Wednesday 17 January 2018

High Court challenge to selection process for UCC posts

The High Court, Dublin
The High Court, Dublin

Aodhan O'Faolain

A university lecturer has launched a High Court challenge aimed at halting a selection process for the appointment of 10 senior posts at University College Cork's school of business.

The application has been brought by Dr Joan Buckley, who is a senior lecturer in ­Marketing and the Current Head of Department of ­Management and Marketing at UCC, arising out of the college's decision not to shortlist her for 10 professorial positions it advertised last year.

She claims the process engaged in by UCC to appoint professors at Cork University Business School is "tainted" and "flawed", and should be set aside. A new process should be put in its place, she claims.

She says she has been treated unfairly and her application was not properly or objectively considered. The selection committee that compiled the shortlist did not comply with required regulations concerning the shortlisting of candidates, she also claims.
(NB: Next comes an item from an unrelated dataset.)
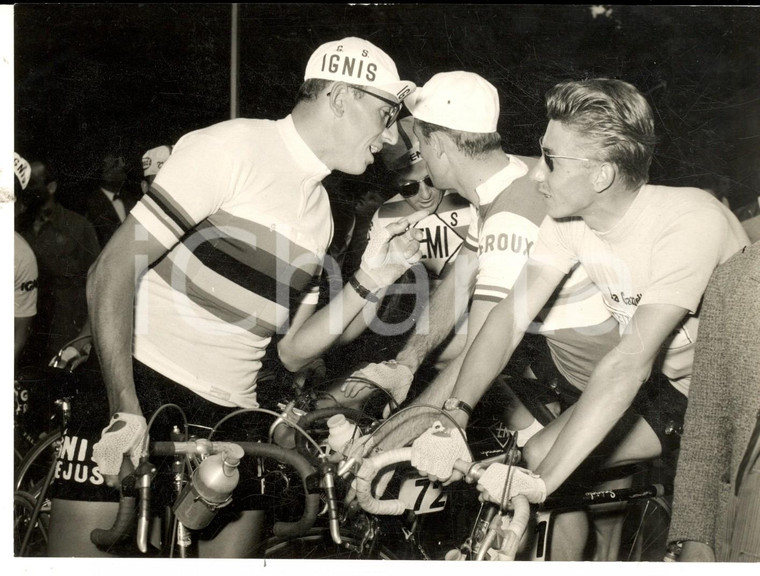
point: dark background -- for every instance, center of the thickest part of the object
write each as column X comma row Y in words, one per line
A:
column 126, row 78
She says her exclusion from the shortlist, given her academic record and years working at various senior posts at UCC, is regarded as "inexplicable" by many at the university.

In a sworn statement to the court she says she fears the failure to make the shortlist will cause incalculable damage to her career and if allowed stand she "will never be a professor".


In her action Dr Buckley, represented by Frank Callanan SC, seeks various orders including an injunction preventing the interview of candidates shortlisted for the posts from proceeding. Counsel said the interviews were due to take place in the first week of April.

Yesterday, Mr Justice Michael Twomey granted Dr Buckley permission to serve short notice of the proceedings on UCC. Permission was granted on an ex parte basis, where only one side was represented in court, and the judge adjourned the matter to next week.

Mr Callanan said his client had fulfilled a number of senior roles at the university's business faculty since 1990, and played a key role in the establishment of Cork University Business School.

Counsel said his client, a highly respected academic, was one of more than 250 candidates who applied for the positions.

Earlier this month she was informed she was not on the shortlist. She was told the required research output to warrant inclusion on the shortlist had not been demonstrated. This, counsel said, was incorrect.